Der Fernseh-Starkritiker Denis Scheck interviewte in Bamberg den Schriftsteller Matthias Göritz. Der ist Stipendiat des Künstlerhauses Villa Concordia und hat einen Interview-Roman verfasst.
Ein Hansdampf in allen literarischen Gassen ist Denis Scheck (49), Redakteur (beim Deutschlandfunk), Kritiker, Übersetzer, Agent, am bekanntesten durch "Druckfrisch", die Literatursendung zu später Sonntagabend-Stunde im Ersten, in der er schon mal herzerfrischend drauflosholzt.
Neugierig machte man sich also am Montagabend auf ins Lichtspiel-Kino, wo ein Dialog zwischen dem Kritiker-Star und dem Schriftsteller Matthias Göritz angekündigt war. Sage einer, Literatur interessiere keinen mehr - bis auf den letzten Platz gefüllt war der Vorführraum des Programmkinos, auf dem Gang gar hatten sich Zuhörer gelagert, um der vom Künstlerhaus Villa Concordia eingefädelten Veranstaltung beizuwohnen.
Denn im Künstlerhaus wohnt zurzeit Matthias Göritz (44), Stipendiat in der Sparte Literatur, auch er Übersetzer, Lyriker, Romancier.
Nun, wenn sich ein Scheck nach Bamberg bemüht hatte und gleich zu Beginn der "Präsentation" das vorgestellte Buch als seine "klügste und anregendste Lektüre dieses Jahres" lobte, waren allzu viele Überraschungen, sarkastisch-polemische Ausfälle auch, kaum zu erwarten.
Autor eines Interview-Romans wird interviewt In "Träumer und Sünder", Göritz' zweitem Roman, interviewt ein junger Journalist den Film-Tycoon Helmut Erlenberg, der einen Film über den von Nazis inszenierten Überfall auf den Sender Gleiwitz drehen will.
Man darf Figuren wie Atze Brauner oder Bernd Eichinger hinter diesem Erlenberg vermuten, der zu dem Interviewer so etwas wie väterliche Zuneigung entwickelt und allerlei aus seinem Leben preisgibt. Deshalb also das originelle Ambiente für ein Gespräch über Literatur und Film, deshalb also die pikante Situation, dass der Autor eines Interview-Romans interviewt wird.
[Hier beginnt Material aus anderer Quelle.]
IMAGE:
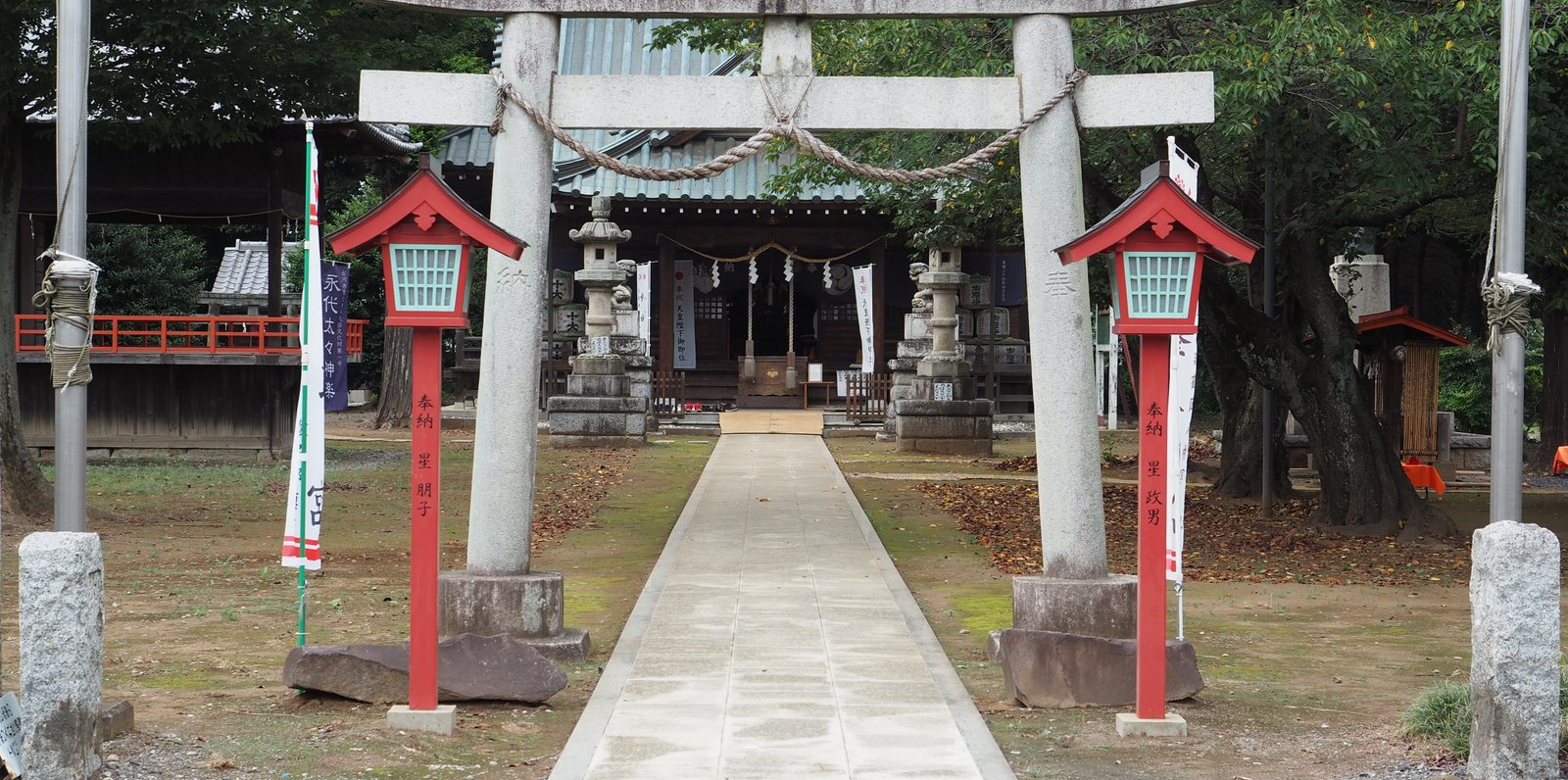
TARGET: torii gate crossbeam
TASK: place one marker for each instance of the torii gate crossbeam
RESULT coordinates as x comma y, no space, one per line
1058,316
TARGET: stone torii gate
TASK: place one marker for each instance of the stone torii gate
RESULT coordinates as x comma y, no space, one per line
1074,594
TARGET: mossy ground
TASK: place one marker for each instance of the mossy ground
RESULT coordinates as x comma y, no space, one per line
200,614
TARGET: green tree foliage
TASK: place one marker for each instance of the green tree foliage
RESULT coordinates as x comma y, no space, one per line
148,269
1371,117
170,73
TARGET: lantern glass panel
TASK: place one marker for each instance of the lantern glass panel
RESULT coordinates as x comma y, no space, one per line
425,277
1159,284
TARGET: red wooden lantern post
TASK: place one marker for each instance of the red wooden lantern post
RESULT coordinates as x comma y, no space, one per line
1159,238
425,233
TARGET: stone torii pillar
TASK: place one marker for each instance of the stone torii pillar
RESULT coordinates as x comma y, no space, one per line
1071,511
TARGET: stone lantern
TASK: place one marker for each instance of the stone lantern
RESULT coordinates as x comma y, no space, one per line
601,408
940,411
601,274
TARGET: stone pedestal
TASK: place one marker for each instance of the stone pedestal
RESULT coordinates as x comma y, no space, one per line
598,408
943,426
938,411
1105,608
525,607
916,345
1068,628
1055,669
439,721
60,612
1515,644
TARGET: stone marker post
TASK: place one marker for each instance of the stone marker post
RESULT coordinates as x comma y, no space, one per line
60,608
1515,643
600,408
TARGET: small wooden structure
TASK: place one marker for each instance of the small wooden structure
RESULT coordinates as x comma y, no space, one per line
1399,359
176,382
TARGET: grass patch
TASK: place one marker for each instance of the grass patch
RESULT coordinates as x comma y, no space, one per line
1443,714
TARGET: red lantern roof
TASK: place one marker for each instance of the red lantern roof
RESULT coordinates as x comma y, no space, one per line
422,201
1160,206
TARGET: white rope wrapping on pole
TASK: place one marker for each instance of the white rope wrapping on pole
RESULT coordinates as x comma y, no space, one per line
791,376
1507,308
70,295
749,366
783,127
1505,295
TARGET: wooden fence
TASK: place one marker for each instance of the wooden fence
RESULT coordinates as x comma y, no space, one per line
670,393
866,397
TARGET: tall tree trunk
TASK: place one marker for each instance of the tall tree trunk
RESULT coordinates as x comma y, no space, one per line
397,376
1241,405
24,481
1554,389
1364,491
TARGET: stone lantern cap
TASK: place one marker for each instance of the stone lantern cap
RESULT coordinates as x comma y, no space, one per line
600,229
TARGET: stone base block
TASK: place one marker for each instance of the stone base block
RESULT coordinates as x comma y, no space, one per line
600,386
467,666
1515,651
968,447
1105,608
525,607
598,421
941,426
117,719
1054,669
439,721
1129,724
598,366
519,605
568,647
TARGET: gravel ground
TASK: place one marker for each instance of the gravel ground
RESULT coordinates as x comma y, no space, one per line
167,756
1419,771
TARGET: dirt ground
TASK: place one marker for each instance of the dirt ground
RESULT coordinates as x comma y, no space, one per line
1303,680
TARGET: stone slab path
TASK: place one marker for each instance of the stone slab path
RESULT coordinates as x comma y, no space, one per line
775,639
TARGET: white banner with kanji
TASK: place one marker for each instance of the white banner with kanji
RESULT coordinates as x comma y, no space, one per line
682,316
864,311
1178,439
645,304
308,467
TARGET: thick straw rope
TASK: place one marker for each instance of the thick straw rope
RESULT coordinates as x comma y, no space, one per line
783,127
71,304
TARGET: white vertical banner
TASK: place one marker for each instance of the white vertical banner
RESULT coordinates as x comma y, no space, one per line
682,317
1178,439
645,308
867,317
1183,168
306,467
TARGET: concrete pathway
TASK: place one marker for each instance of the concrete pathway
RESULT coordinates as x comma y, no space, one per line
776,641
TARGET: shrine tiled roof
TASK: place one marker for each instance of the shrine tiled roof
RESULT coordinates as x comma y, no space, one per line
623,47
243,268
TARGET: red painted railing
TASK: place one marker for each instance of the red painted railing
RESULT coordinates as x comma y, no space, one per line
187,334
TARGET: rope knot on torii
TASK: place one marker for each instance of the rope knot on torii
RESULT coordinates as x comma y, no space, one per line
783,125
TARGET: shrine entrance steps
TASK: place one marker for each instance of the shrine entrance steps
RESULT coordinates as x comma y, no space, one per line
770,421
775,639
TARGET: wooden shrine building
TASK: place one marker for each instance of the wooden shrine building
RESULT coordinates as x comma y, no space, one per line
712,229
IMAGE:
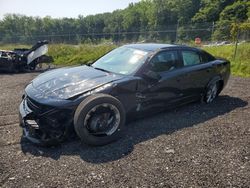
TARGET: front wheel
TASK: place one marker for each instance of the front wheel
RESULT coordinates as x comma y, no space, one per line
99,119
211,92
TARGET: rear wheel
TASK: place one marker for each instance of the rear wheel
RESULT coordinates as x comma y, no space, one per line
99,119
211,92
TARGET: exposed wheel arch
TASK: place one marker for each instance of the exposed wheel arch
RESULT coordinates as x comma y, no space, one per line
82,111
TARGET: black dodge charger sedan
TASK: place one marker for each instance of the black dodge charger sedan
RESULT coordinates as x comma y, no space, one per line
94,100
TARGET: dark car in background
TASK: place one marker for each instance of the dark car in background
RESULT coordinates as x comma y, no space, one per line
95,100
21,59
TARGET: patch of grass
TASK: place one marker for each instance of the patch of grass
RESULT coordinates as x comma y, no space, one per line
64,54
240,66
75,55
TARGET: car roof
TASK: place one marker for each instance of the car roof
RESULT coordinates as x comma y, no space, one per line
152,46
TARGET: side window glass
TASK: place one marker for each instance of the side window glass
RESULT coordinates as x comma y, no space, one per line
190,58
164,61
207,57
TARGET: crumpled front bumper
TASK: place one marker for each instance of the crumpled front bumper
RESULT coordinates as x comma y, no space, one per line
43,128
31,129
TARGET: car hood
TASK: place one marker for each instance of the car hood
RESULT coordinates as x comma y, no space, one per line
67,82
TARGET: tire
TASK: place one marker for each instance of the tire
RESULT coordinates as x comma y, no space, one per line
212,92
88,116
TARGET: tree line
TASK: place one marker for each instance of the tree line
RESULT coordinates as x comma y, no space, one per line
147,20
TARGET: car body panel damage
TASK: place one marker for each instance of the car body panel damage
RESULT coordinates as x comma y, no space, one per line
24,59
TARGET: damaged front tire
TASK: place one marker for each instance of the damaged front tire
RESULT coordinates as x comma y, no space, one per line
99,120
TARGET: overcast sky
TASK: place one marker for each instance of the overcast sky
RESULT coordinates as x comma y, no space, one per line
61,8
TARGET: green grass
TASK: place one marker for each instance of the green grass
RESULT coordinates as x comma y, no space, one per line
65,55
74,55
240,66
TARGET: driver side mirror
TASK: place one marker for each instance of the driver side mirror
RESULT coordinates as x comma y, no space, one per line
152,75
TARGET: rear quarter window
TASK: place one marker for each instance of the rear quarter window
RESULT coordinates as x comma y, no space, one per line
190,58
206,57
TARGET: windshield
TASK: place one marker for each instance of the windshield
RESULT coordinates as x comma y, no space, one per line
123,60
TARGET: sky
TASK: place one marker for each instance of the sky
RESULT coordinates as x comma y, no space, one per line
61,8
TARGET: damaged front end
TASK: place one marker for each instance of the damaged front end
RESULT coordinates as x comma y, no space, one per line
44,125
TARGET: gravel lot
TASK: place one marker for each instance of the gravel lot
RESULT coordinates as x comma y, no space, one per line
197,145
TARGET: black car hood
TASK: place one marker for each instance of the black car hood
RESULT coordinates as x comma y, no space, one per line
67,82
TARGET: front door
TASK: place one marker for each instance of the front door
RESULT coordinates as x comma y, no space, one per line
168,88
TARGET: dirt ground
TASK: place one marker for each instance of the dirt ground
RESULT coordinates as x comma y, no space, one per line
196,145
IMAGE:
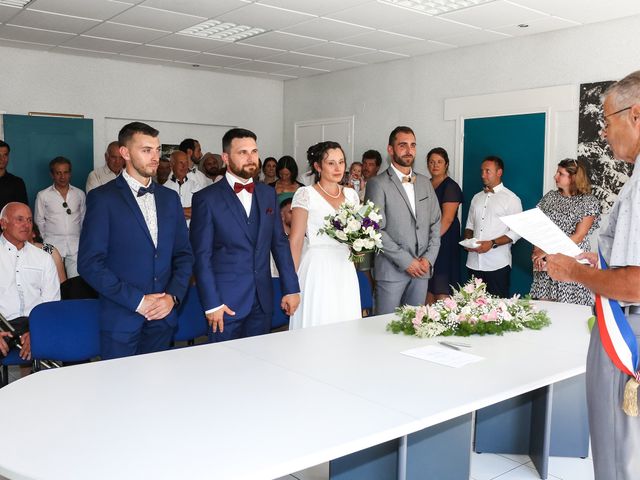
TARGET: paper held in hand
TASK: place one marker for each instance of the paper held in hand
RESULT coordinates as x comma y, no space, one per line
534,226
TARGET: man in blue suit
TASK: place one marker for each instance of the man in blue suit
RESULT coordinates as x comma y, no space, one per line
135,251
235,224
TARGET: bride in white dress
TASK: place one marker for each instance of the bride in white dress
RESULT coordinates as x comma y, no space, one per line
328,280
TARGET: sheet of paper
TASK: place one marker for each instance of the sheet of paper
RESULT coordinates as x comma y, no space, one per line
534,226
443,356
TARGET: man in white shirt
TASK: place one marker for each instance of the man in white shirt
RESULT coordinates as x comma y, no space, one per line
114,163
28,275
491,260
181,183
59,213
194,154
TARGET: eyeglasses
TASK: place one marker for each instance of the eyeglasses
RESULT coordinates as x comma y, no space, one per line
605,123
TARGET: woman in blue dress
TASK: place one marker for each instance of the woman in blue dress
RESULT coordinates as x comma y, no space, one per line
446,270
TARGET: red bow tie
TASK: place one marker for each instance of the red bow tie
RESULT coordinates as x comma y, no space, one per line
249,187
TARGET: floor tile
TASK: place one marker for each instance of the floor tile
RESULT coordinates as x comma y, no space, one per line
486,466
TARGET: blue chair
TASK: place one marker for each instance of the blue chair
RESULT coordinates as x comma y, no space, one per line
66,331
192,323
366,294
12,358
279,318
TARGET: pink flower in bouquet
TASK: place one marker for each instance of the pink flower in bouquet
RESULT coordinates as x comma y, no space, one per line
450,303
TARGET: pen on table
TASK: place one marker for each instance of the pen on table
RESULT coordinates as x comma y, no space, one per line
449,345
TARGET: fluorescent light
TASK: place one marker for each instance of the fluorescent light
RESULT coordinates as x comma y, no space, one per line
225,31
434,7
15,3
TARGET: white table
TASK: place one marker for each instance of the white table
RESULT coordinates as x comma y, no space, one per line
262,407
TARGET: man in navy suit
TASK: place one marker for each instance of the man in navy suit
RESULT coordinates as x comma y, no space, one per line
235,224
135,251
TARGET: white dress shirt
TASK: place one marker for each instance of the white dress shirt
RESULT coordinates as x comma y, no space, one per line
58,227
147,204
408,187
98,177
28,277
484,219
244,196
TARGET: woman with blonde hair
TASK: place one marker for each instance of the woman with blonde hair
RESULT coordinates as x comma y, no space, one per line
576,211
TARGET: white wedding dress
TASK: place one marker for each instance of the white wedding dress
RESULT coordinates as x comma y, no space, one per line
328,280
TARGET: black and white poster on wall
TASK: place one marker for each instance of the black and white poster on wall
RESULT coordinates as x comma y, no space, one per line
607,174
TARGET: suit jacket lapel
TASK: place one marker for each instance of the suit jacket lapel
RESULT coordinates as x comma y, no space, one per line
398,184
236,207
126,193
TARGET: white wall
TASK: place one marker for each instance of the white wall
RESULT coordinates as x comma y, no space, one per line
102,88
413,91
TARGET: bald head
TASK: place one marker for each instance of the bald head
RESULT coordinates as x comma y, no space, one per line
17,222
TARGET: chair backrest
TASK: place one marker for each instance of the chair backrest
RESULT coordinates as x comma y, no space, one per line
192,322
366,296
65,330
279,318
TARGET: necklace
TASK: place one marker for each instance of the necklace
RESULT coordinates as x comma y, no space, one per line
328,194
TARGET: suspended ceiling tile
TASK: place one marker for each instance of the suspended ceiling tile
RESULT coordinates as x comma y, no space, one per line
26,34
118,31
281,40
97,9
379,40
375,15
494,14
262,16
294,58
53,21
247,51
162,53
159,19
326,29
475,38
188,42
335,50
99,44
314,7
431,28
539,26
212,60
200,8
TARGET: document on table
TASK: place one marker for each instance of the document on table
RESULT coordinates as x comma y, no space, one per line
534,226
443,356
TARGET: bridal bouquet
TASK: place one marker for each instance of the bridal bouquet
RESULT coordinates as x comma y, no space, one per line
469,310
357,226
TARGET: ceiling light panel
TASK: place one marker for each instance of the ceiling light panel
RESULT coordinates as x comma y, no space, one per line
434,7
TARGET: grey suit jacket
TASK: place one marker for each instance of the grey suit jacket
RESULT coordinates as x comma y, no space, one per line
405,236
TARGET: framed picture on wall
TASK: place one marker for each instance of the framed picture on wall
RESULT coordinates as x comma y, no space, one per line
607,174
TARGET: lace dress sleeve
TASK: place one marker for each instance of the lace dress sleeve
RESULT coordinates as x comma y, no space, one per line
301,199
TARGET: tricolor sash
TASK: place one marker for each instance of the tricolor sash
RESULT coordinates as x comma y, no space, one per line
619,341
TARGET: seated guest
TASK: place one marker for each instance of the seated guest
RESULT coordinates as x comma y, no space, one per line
12,188
114,163
59,213
182,184
287,183
36,240
213,166
269,170
28,275
194,154
164,170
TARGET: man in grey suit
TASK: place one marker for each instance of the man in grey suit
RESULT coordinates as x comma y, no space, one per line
410,226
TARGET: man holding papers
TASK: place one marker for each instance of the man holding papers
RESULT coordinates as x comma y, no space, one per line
490,259
612,359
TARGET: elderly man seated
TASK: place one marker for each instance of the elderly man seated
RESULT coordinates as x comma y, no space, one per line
28,275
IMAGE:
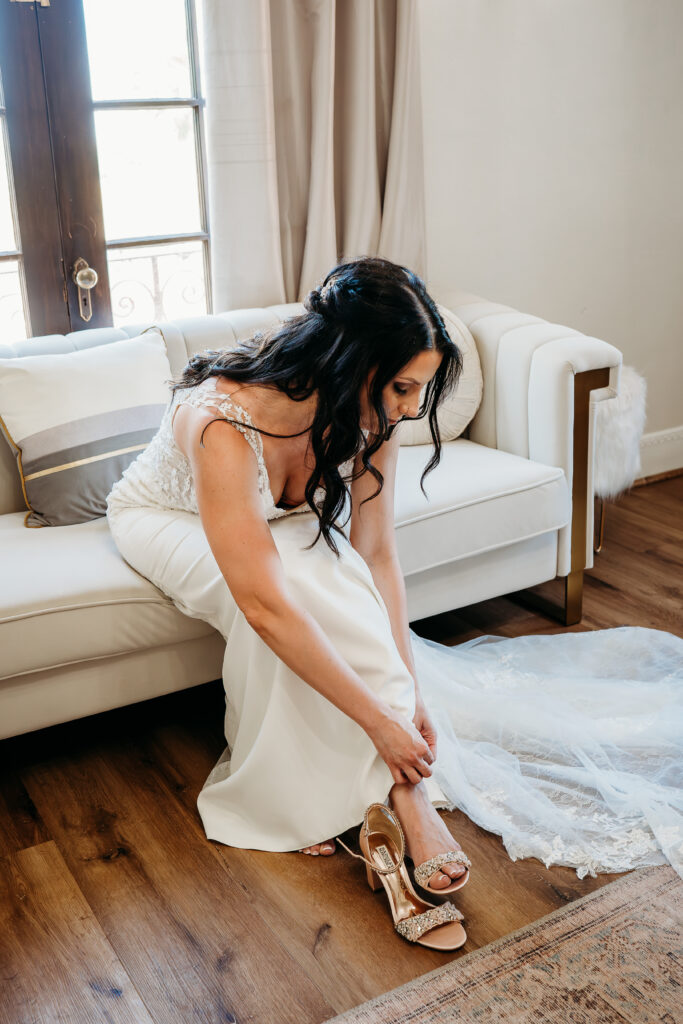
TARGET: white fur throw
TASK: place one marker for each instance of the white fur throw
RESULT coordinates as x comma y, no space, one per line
619,428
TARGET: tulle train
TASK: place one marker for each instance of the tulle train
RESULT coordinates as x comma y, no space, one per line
567,745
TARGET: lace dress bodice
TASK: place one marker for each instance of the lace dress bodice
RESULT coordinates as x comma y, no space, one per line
161,476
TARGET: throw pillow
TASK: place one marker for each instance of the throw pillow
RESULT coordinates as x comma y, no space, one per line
75,421
455,412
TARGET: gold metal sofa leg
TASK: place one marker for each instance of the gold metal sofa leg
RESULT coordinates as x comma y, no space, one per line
568,611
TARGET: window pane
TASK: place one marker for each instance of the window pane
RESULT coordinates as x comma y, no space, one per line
157,283
147,170
137,48
7,239
12,321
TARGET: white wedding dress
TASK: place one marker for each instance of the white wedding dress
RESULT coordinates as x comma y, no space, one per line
568,745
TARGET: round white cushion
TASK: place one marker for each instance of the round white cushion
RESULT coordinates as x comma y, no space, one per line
455,412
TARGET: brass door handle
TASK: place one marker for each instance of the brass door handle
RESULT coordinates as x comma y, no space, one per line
85,279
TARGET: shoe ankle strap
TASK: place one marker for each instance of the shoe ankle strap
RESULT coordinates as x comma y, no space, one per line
371,863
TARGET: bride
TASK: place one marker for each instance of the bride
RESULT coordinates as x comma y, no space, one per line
279,530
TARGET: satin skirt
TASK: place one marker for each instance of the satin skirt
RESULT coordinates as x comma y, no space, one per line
295,769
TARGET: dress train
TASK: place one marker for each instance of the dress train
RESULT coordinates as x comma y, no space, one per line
567,745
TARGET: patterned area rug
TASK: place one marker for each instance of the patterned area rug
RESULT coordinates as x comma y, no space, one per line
614,956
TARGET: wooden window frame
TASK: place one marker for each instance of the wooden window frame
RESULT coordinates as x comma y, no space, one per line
50,118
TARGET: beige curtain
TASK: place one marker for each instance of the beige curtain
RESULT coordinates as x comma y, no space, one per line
314,141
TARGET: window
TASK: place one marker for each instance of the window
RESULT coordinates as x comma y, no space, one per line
104,132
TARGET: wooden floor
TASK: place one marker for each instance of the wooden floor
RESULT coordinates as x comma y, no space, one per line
114,906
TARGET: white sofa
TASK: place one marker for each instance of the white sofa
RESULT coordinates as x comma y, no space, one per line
510,506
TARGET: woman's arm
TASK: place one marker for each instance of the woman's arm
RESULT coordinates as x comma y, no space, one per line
225,475
373,536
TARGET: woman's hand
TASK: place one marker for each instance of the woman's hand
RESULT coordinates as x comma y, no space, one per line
400,745
424,725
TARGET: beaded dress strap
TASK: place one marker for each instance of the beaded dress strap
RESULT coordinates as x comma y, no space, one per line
242,422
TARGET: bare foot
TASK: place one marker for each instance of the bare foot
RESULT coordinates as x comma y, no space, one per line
321,849
426,834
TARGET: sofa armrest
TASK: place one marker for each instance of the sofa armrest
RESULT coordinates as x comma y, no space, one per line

Wenn man selbst bereits diverse Male sich in diesem Genre versucht hat, verfolgt man die Taktiken des Profis gespannt - und erkennt bald, dass auch der nur mit Wasser kocht. Über eher unverbindlichem Geplänkel zu literarischen und cineastischen Vorlieben des Autors, zum Interview an sich, tastete sich Scheck langsam ans Eingemachte heran, sprich an Persönlicheres. Der überaus eloquente Göritz parierte trefflich.
Stets höflich, mied er weitgehend Auskünfte zu Fragen über Familiäres, die, so die schöne Metapher, eine Aufforderung zum "Wundenzeigen" seien. Seine Künstlerehe mit der Ko-Stipendiatin Silke Scheuermann schilderte er galant und diplomatisch als "Florence-Nightingale-Situation".
Am erhellendsten war der Austausch, ergänzt durch von Göritz aus seinem Roman gelesene Passagen, über die "Kampagnenstruktur" in der Vermarktung heutiger Kunstprodukte: Ob Film, ob Buch - produziert wird punktgenau auf die vermuteten Bedürfnisse eines genau definierten Publikums. "Film ist Krieg" heißt es im "Träumer", und Göritz ergänzte nach einer Frage Schecks: "Schreiben auch.
Ein Buch ist ein Produkt geworden."
Ob ihm, Göritz, ästhetischer oder kommerzieller Erfolg wichtiger sei? Erwartungsgemäß bekannte sich der Autor, der für seinen ersten Roman in Geflügelfarmen recherchiert hatte, sich zum ersteren. Aber "ich will immer so viel Erfolg haben, um weitermachen zu können".